Ce n'est pas de moi, de mes collègues, messieurs, c'est du système qu'il s'agit; c'est le système qui est en question devant vous, c'est le système que nous soutenons, que nous soutiendrons, et sur lequel la Chambre, pour la première fois, est appelée à se prononcer. (Très-bien! très-bien!)

Je repris la parole après M. Dupin aîné.

M. Guizot, ministre de l'instruction publique.--Messieurs, je suis aux ordres de la Chambre. Si elle désire remettre à demain la discussion...

Quelques voix.--A demain, à demain!

De toutes parts.--Non, non!

M. le ministre.--Je demande alors à parler à l'instant même.

Voix nombreuses.--Oui, oui! parlez! parlez!
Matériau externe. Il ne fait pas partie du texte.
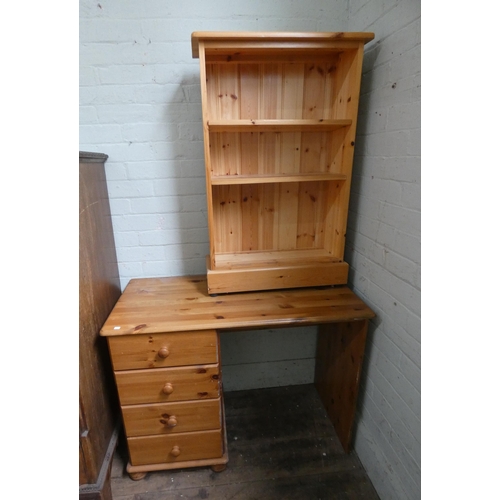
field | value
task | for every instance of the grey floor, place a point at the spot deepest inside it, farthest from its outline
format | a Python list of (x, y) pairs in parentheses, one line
[(281, 445)]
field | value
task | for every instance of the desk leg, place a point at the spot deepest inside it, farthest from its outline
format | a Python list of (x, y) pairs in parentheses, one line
[(339, 358)]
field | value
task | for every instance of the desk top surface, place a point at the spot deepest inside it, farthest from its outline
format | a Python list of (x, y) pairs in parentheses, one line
[(152, 305)]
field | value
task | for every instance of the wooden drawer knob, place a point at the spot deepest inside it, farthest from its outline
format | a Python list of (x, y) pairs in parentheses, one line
[(168, 388), (163, 353)]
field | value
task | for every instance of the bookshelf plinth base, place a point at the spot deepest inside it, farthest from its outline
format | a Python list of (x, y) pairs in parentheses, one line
[(271, 278)]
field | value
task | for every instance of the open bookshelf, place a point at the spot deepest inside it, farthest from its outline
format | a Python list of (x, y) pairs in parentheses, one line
[(279, 121)]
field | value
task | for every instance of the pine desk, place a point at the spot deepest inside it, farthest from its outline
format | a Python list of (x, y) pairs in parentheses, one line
[(163, 337)]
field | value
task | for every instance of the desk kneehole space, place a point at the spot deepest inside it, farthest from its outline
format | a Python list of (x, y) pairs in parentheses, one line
[(163, 337)]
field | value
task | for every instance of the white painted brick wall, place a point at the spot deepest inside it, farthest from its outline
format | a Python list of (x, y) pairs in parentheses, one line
[(140, 104), (383, 244)]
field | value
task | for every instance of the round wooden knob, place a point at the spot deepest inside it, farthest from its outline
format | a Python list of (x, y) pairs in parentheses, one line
[(163, 353), (168, 388)]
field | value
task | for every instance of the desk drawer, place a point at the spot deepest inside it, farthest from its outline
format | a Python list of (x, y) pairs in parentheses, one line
[(158, 350), (170, 418), (175, 447), (168, 384)]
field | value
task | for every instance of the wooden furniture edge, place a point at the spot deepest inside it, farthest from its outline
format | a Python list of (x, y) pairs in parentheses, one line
[(275, 278), (282, 36), (99, 489)]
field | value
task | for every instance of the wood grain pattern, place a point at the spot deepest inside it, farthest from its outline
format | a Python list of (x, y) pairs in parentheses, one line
[(99, 289), (279, 109), (143, 351), (157, 449), (188, 383), (148, 419), (175, 304), (339, 358)]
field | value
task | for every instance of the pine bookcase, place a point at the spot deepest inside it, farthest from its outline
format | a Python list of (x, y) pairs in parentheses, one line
[(279, 124)]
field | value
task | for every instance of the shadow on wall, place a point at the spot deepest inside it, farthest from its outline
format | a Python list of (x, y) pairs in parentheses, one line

M. le ministre de l'instruction publique.--Messieurs, avant de reprendre la discussion sur le terrain où votre honorable président vient de la placer, et où l'avait antérieurement placée l'honorable rapporteur de la commission de l'adresse, je demande à la Chambre la permission de relever quelques erreurs de fait; c'est simplement pour l'exactitude du récit. Votre honorable président, en vous disant qu'il avait contribué plus que tout autre à déterminer l'honorable maréchal Gérard à accepter la présidence du conseil, vous a dit que le maréchal Gérard avait accepté parce qu'il ne trouvait pas d'équivoque dans l'adresse; c'est l'expression dont s'est servi votre honorable président. Je lui rappellerai que la nomination et l'acceptation du maréchal Gérard comme président du conseil sont du 17 ou 18 juillet.

M. Dupin aîné, de sa place.--J'ai dit que le maréchal

Gérard avait accepté sur la déclaration que je lui fis que j'adhérerais à tout ministère de la guerre qui se renfermerait dans les crédits votés; et j'ai dit ensuite que le maréchal Gérard, devenu ministre, n'avait pas vu d'équivoque dans l'adresse et ne s'en était jamais plaint.